RETOUR A ZARZIS
A la chute de Ben Ali, Slah comme des milliers d'autres tunisiens a cru qu'il pourrait offrir une vie meilleure à sa famille en migrant vers l'Europe. Originaire de Zarzis, il gagnait sa vie en revendant de la marchandise qu'il allait chercher en Libye. Mais avec la guerre sur place, les frontières se sont fermées, brutal coup d'arrêt à son petit commerce.
Il a décidé de se joindre aux "harragas", ces migrants clandestins qui risquent leurs vies en embarquant sur des chalutiers de fortune pour traverser la Méditerranée et échouer sur l'île italienne de Lampedusa.
L'eldorado européen comme un mirage et au bout du voyage, l'enfer.
Slah en a fait l'amère expérience. Il était déjà venu en France en 2000 et croyait savoir à quoi s'attendre. Il était loin du compte. Lui qui pensait trouver un travail dans le bâtiment grâce à un ami a vécu dans le plus grand dénuement, loin de sa femme et de ses 5 enfants. Son bien le plus précieux.
Mars - décembre 2011
16 Mars 2011.
Slah et sa famille dans leur maison de Zarzis.
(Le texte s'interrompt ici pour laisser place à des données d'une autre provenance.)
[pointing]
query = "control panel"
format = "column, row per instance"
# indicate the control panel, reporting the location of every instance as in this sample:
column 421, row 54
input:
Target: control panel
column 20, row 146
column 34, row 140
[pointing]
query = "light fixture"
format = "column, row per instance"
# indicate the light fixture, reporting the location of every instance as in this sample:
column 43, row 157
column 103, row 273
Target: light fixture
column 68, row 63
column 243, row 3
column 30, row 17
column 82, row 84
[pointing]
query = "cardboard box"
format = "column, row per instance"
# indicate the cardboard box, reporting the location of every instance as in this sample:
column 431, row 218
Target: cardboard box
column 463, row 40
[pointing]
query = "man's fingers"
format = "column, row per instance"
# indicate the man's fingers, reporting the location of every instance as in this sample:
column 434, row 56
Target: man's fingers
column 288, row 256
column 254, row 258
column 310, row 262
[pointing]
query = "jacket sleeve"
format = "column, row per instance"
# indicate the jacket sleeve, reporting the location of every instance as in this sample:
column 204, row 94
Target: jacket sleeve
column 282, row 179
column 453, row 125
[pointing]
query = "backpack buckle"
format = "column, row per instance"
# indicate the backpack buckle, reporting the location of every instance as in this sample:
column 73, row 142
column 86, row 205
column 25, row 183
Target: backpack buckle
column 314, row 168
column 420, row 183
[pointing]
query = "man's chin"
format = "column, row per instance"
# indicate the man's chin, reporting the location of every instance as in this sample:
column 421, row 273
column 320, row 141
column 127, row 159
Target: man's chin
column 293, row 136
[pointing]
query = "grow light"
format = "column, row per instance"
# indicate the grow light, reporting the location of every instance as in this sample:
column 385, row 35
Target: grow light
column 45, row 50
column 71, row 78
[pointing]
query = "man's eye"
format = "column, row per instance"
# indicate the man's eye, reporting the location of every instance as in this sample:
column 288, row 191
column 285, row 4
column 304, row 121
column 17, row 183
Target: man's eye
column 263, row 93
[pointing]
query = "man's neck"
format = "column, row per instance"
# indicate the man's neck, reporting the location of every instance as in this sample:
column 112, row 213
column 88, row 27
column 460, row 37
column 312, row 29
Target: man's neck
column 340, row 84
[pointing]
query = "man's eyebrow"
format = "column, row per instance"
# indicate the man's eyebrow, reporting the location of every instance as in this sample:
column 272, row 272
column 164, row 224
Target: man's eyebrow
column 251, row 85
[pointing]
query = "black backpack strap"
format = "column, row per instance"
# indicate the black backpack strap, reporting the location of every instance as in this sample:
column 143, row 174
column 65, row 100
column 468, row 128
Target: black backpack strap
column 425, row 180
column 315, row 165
Le chalutier « Oum El Khir » (mer de la bonté) quitte le port de Zarzis avec 120 passagers à son bord.
Slah craint de voir la marine tunisienne intervenir.
L’embarcation prend l’eau de toutes parts. Les passagers sont frigorifiés.
L’Europe est loin. Il faudra encore tenir 18 heures.
La houle rend malade. La plupart des tunisiens de l'embarcation prennent la mer pour la première fois.
La pompe de cale tombe en panne. Par la suite, les migrants demanderont de l’aide à un autre bateau de Harragas qui fait la même route.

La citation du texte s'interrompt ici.